Rund um den Johannistag, wenn das Licht seinen höchsten Punkt erreicht hat, beginnt in der Natur eine magische Reifezeit. Wenn die Tage am längsten sind, die Nächte kaum dunkel werden und der Duft von blühendem Holunder und reifem Gras durch die Luft zieht, stehen wir mitten in der goldenen Hochphase des Sommers. Am 24. Juni feiern wir Johanni. Es ist das Fest der Sommersonnenwende, ein Fixpunkt im Jahreslauf, an dem die Natur ihre höchste Entfaltung und größte Lichtkraft erreicht hat. Doch so strahlend dieser Höhepunkt auch ist, er trägt bereits einen Wendepunkt in sich: Ab jetzt werden die Tage ganz langsam wieder kürzer.
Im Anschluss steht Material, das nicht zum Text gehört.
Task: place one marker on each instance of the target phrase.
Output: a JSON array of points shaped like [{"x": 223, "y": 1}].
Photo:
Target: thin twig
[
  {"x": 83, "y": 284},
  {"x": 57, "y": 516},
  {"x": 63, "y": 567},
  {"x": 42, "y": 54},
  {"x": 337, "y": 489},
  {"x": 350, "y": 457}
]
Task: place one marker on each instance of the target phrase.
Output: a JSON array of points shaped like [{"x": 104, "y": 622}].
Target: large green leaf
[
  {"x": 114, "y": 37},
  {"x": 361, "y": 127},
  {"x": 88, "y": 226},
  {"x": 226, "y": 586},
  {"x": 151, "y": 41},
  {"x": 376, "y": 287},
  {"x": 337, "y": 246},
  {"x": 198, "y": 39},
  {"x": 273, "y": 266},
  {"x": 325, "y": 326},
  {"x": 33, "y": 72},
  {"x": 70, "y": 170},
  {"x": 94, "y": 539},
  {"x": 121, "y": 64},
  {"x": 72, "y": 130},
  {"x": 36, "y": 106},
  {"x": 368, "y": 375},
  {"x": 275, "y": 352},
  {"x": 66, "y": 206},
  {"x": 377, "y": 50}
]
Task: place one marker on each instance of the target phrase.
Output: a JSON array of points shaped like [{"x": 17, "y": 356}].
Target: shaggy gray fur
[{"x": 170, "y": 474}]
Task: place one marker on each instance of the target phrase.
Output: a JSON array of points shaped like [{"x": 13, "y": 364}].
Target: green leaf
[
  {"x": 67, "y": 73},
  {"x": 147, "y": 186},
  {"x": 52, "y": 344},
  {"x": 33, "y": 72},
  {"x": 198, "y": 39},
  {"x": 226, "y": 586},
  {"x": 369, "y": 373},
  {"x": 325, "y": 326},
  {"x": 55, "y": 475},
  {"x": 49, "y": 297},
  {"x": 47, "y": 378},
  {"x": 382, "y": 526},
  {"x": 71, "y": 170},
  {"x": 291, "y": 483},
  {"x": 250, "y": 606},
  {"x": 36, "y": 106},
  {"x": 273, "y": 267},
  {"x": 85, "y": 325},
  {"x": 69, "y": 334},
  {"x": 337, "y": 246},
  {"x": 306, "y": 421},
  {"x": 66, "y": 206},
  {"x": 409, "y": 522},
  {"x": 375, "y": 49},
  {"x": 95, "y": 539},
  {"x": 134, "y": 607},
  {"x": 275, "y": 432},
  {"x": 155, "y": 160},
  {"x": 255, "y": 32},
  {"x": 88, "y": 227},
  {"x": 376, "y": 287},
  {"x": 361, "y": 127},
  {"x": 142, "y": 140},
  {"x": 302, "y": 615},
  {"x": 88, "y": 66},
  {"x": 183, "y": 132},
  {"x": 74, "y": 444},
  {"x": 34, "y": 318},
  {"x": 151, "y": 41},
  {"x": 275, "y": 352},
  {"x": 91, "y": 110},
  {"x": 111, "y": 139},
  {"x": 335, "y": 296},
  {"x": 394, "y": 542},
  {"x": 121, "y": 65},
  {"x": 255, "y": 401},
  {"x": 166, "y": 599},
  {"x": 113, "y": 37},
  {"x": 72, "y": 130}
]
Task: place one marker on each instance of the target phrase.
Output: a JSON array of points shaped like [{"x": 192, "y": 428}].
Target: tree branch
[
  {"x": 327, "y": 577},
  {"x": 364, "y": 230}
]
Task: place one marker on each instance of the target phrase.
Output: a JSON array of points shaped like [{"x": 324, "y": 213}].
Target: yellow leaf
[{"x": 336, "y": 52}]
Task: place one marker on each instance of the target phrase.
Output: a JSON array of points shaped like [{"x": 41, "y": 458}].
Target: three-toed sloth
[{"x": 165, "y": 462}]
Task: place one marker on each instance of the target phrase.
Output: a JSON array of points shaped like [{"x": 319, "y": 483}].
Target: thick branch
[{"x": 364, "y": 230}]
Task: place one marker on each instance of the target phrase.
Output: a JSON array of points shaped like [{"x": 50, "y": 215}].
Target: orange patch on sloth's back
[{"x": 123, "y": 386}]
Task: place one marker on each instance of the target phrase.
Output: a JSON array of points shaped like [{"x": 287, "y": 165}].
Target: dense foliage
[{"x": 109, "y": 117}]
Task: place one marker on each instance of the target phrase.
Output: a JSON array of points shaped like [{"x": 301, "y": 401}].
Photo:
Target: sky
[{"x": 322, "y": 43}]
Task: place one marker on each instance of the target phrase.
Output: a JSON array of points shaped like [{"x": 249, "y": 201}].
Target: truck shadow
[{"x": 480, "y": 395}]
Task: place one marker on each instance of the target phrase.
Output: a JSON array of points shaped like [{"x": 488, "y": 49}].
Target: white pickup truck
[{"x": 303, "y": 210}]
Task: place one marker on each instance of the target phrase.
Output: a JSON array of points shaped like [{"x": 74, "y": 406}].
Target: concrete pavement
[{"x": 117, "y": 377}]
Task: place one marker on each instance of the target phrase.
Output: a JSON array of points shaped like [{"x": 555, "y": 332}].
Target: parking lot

Johanni lädt uns und unsere Kinder dazu ein, dieses Licht voller Dankbarkeit einzuatmen, die Natur mit allen Sinnen zu begreifen und Altes in Liebe gehen zu lassen. 

Johannifeuer: Ein leuchtendes Symbol der Sommersonnenwende 

Das Johannifeuer ist ein altes Ritual, das die Wärme und das Licht des Sommers auf ganz besondere Weise in sich trägt. Es ist, als ob das Holz das Sonnenlicht über das Jahr hinweg für uns gespeichert hat, um es nun in tanzenden Flammen wieder freizusetzen und uns pure Wärme und Magie zu schenken. Das Fest am Feuer lässt sich wunderbar als Gemeinschaftserlebnis für die ganze Familie gestalten. 

Schon Tage vorher beginnt die gemeinsame Vorfreude

Gemeinsames Holzsammeln: Bereits beim Suchen und Zusammentragen der Äste im Wald verbinden sich die Kinder ganz bewusst mit dem Element Feuer und stimmen sich auf die Feier ein. 

Gemeinschaft erleben: Am Abend freuen wir uns dann auf das gemeinsame Tanzen, Musizieren und das Erzählen von Geschichten im Schein der Glut. 

Ein Erlebnis für Groß und Klein: Mutproben und Kinderfeuer 

Wenn das Feuer zu späterer Stunde heruntergebrannt ist, wartet auf die größeren Kinder ein besonderes Highlight: Der traditionelle Sprung über die glimmende Glut kann eine echte, stärkende Mutprobe sein. 

Damit auch die Jüngsten diesen Zauber ganz unbeschwert miterleben können, empfiehlt es sich, parallel ein kleines, sicheres Kinderfeuer (zum Beispiel in einer kleinen Feuerschale) zu entzünden. So wird ihnen die Magie dieser Nacht behutsam und altersgerecht nähergebracht. 

Das Mysterium der Johannisnacht 

Überhaupt ist die Johannisnacht eine Zeit voller Zauber und alter Geheimnisse. Legenden besagen, dass dies eine Nacht ist, in der die Grenzen zur Anderswelt durchlässig werden, sich die Berge öffnen und mutigen Wanderern ihre verborgenen Schätze enthüllen. 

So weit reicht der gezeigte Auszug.